Die beiden werden ein Liebespaar. Das ist angesichts des Filmplakats zu erwarten. Zunächst aber stellt Sylvia Saul zur Rede. Sie wirft ihm vor, sie in ihrer Schulzeit zusammen mit Freunden vergewaltigt zu haben. Er weiß nichts davon. Erinnert er sich absichtlich nicht? Und waren sie überhaupt gleichzeitig auf der High School? Kann eine Frau, die als 12-Jährige schwerem sexuellen Missbrauch ausgeliefert war, den Falschen beschuldigen? Wird eine Sozialarbeiterin, die von dessen Angehörigen schließlich sogar beauftragt wird, den dementen Mann zuhause zu betreuen, ohne Skrupel eine erotische Beziehung mit ihrem Schützling eingehen? Und warum soll so etwas nicht vorkommen?

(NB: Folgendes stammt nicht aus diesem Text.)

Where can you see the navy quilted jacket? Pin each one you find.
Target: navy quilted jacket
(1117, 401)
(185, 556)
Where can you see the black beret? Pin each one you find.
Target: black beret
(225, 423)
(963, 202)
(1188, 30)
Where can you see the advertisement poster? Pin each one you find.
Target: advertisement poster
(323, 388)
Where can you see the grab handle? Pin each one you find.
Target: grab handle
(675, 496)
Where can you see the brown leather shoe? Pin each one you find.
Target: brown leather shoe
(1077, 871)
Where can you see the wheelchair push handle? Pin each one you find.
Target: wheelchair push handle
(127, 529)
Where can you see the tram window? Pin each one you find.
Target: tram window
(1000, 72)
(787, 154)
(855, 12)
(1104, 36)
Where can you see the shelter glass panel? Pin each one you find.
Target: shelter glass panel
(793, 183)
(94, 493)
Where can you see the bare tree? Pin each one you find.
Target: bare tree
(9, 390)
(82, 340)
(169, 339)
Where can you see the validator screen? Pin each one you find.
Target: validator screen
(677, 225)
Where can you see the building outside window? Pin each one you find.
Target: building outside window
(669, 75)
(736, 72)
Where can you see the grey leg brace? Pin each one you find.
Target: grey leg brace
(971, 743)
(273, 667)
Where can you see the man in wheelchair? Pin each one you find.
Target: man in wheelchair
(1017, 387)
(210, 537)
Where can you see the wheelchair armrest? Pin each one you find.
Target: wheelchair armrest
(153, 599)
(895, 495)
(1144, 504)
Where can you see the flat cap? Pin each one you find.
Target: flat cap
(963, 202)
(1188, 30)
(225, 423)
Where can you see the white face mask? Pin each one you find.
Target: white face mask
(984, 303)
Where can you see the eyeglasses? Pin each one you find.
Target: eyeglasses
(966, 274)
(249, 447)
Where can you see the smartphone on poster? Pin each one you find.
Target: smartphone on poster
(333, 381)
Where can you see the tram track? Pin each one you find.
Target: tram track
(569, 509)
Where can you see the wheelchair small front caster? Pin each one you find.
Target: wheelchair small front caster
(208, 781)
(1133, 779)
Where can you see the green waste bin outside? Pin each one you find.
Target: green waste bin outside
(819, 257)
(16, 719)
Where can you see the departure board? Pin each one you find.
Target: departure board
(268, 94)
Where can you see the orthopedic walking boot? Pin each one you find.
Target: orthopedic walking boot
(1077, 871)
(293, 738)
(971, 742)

Wenn schon schräg, dann wäre eine umso genauere Erforschung des Seltsamen geboten, um nicht ins Seichte abzurutschen. Doch Michel Franco macht es sich enttäuschend einfach. Während er Sylvias Trauma Schicht für Schicht freilegt, inklusive der damit verbundenen, durchaus glaubhaften Täuschungen ihrer Erinnerung, verbleibt die Darstellung von Sauls Krankheit an der Oberfläche.
Die Teenager bleiben Stichwortgeber
Der von Peter Sarsgaard mit bemerkenswerter Zurückhaltung verkörperte Saul erscheint eher wie ein leicht schusseliger, freundlicher Narr. Sein Kurzzeitgedächtnis funktioniert bis auf wenige Momente noch ganz gut, doch das Drehbuch greift das nicht auf. Etwa, wenn das Paar in dem von Saul empfohlenen Restaurant sitzt und die Kellnerin ihn fragt: „Das Übliche?“ Er bejaht, obwohl er nicht weiß, was „das Übliche“ sein könnte und ob sie ihn nicht verwechselt. Statt zu pointierter Situationskomik beizutragen, wird dieser Witz eher nett breitgetreten, um den Einzug einer neuen Leichtigkeit zu behaupten.
Den Nebenfiguren ist es noch am meisten vergönnt, den Kosmos verklemmt-verschwiegener odergenussfeindlicher Verhaltensnormen aufzuzeigen: Sylvias auffallend unauffällige Schwester Olivia (Merritt Wever), die auf ihre Vornehmheit stolze Mutter (Jessica Harper), Sylvias sanft resolute Tochter Anna (Brooke Timber) und Sauls Nichte Sara (Elsie Fisher). Es ist ein interessanter Rollentausch, wenn die Jüngeren klärende Gespräche einfordern, die ihnen von den Erwachsenen meist verweigert werden. Doch auch daraus bezieht der Film keine Tiefe; die Teenager bleiben letztlich Stichwortgeber.
Lauter Gefühlskino-Trigger
Der Missbrauch findet in „Memory“ auf einer anderen Ebene statt. Denn was sind Demenz, Alkoholismus und sexualisierte Gewalt, wenn sie lediglich als Handlungselemente dienen? Einfall und Idee sind zwei verschiedene Dinge. Dass Michel Franco im Grunde keine Idee zu seinem eigenen Stoff hat, beschreibt er selbst: „Mein Ziel mit ,Memory’ war es, einen Film über Menschen zu drehen, die aus welchem Grund auch immer durchs Raster der Gesellschaft fallen.“ Aus welchem Grund auch immer? Da der Film sich offenbar nicht dafür interessiert, beschränkt sich das Drama trotz hoher Schauspielkunst und einem spannenden Beginn auf die bloße Aneinanderreihung von Gefühlskino-Triggern.